I found out that because I practice details so much, my confidence level started to rise. I finally had a lens capable of shooting the material I had before me. Everything was coming together. Being prepared with gear, more practice….and sooner rather than later…SHOOTING DETAILS became my FAVE part of shooting weddings. (Still is and always will be one of my passions and faves, too…BUT over-time…I think I have a few more parts of a wedding day I wouldn’t trade shooting for the world! )
Basically ANYTHING that kept me away from human interaction….shooting actual people….ESPECIALLY THE BRIDE! I was horrible with posing, horrible at giving direction. I became frazzled, annoyed and disappointed. I went to the safe “prom pose, mom pose, the lean, ugh….the damn lean!” So details couldn’t judge me. They didn’t move…I could lock focus…not talk and go into my own happy place to shoot them. Not the makings of a well rounded or successful wedding photographer!
Things changed when I decided change was necessary. I had to not only practice details…but I needed to practice evvverything associated to a wedding day. But details, at least for the purpose of this post…are an awesome thing to shoot and I think they are the bread and butter to tying an entire wedding day together….they can not and should not replace the importance of formals…but they surely are the sprinkles on the proverbial cup cake!
During my time at UNITED, a class was offered taught by the FAB Meg Kuethen and she had a whole table scape set up and random wedding day details scattered all over an UNCLEANED or organized area….Challenge #1—find and locate details. Challenge #2–shoot the details in areas that were not messy.
They were different textures, sizes, colors…. so challenge #3, shoot the details so all the colors flow together…so a themed was congruent with theme laid out by the table scape.
The theme I took away was organic, vintage flare, classy, lavender meets green.

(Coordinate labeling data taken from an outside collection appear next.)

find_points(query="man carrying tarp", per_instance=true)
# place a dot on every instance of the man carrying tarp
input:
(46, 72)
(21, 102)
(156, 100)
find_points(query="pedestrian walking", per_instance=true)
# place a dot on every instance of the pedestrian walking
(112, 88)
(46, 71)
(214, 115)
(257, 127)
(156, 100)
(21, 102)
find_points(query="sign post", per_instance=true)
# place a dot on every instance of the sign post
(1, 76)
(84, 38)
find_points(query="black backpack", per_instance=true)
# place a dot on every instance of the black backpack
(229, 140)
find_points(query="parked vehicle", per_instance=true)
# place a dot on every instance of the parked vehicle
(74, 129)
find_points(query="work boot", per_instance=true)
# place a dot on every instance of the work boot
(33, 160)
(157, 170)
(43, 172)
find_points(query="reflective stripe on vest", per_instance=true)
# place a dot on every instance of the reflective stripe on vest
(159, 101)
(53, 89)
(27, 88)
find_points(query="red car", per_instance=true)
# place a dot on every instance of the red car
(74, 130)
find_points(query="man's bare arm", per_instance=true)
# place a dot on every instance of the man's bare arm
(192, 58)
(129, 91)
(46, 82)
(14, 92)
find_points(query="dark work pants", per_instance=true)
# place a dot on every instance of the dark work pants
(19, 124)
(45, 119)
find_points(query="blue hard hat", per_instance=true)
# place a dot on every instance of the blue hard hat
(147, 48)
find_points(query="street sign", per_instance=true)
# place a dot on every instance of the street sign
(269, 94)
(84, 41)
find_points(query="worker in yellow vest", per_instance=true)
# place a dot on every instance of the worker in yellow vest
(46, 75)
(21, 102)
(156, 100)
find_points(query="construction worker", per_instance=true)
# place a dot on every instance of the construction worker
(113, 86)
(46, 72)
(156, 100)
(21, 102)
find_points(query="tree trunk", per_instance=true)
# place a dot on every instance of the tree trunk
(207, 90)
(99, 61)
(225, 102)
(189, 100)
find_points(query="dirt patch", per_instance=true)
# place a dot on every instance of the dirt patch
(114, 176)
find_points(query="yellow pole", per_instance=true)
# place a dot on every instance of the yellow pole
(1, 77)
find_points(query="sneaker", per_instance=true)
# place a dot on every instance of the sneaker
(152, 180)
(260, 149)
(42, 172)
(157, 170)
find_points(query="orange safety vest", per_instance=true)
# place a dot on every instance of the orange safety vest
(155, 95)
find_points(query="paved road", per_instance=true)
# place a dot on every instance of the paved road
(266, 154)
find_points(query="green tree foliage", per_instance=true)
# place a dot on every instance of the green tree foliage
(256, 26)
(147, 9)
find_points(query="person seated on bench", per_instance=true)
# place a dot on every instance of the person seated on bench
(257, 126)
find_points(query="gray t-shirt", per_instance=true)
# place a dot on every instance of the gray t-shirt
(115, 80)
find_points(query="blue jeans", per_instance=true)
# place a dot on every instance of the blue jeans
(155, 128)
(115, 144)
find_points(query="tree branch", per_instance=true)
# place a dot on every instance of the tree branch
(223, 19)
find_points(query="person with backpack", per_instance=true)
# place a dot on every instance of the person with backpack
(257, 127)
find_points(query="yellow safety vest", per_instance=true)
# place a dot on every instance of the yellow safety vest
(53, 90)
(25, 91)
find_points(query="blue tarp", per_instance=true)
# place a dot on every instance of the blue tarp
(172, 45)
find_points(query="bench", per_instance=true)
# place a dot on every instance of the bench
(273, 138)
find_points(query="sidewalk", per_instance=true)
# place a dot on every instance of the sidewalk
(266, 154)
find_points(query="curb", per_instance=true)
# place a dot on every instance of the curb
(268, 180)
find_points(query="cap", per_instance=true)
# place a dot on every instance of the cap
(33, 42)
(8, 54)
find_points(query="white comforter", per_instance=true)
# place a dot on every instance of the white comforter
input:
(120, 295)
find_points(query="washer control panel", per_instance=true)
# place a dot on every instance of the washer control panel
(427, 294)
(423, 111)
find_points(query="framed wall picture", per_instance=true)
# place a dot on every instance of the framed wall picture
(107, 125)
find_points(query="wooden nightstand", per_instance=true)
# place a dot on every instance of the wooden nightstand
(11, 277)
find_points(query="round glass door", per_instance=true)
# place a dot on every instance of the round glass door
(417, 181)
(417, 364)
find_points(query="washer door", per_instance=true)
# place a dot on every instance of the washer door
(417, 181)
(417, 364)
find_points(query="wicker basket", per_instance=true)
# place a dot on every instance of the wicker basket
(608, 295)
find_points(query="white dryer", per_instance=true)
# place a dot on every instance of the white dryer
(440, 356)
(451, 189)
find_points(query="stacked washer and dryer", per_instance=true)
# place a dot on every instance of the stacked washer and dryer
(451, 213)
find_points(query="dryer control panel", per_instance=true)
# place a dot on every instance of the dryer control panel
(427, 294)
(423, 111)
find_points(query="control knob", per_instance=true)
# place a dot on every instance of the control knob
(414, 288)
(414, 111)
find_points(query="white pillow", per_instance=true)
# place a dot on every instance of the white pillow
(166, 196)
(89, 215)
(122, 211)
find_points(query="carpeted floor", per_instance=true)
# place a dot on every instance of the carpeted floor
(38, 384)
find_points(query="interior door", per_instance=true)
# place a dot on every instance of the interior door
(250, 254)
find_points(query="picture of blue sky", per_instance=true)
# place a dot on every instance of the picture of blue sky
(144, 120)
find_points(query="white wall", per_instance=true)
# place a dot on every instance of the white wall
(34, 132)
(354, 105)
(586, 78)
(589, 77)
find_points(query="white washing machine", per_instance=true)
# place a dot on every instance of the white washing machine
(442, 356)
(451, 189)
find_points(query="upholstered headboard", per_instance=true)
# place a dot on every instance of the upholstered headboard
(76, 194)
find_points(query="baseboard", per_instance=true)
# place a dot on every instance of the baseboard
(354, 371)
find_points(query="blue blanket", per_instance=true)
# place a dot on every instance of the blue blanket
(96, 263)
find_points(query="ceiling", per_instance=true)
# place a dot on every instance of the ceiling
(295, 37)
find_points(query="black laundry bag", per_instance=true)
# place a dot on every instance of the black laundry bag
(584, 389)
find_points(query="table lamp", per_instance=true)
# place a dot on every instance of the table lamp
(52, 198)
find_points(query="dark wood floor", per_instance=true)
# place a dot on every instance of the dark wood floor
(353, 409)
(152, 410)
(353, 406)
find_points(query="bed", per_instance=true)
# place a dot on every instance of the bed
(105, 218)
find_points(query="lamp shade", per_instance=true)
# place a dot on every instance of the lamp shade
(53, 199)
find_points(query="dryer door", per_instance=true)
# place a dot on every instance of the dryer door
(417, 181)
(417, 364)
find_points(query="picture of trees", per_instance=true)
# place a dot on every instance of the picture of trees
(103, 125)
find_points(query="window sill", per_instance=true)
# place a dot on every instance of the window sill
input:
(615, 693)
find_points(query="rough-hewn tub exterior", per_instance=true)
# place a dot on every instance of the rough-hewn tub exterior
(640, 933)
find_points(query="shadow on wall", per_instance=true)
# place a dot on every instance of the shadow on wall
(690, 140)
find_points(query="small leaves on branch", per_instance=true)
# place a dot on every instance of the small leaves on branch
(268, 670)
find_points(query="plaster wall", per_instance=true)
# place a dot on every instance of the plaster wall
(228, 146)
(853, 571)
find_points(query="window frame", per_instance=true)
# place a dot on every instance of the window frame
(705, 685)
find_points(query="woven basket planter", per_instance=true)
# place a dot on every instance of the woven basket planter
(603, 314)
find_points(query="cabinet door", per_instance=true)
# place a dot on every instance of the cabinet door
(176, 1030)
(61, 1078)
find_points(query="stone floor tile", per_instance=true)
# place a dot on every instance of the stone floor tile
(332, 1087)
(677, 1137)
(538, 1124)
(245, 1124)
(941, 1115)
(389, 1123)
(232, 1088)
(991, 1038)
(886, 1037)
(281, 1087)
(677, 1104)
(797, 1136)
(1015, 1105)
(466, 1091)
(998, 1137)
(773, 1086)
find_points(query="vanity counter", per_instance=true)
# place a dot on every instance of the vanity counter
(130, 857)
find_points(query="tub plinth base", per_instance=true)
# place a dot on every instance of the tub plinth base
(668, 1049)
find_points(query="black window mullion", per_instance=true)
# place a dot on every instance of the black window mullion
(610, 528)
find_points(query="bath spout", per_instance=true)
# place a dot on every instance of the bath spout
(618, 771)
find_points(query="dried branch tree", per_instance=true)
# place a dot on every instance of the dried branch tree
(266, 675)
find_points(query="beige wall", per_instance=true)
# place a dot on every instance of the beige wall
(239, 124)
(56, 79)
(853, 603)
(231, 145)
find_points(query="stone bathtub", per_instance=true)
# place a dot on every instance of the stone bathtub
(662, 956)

Here are some of the images I took from the class at United. It was nice to have the challenges I had and put into practice the HOURS AND DAYS AND MONTHS of practice I put into shooting details already before.
Yes, its my thing….shooting on perfume bottles is SOOO my thing and so so fun!
It was fun showing others one of my approaches to details…I call it the Susan Stripling method…I held the perfume bottle up to me lens, focused on the flower and boom! : )
Prime example of shooting a bush in the front yard….it had NOTHING to do with the wedding or details…but it sure as heck was an awesome filler to tie in the colors…right?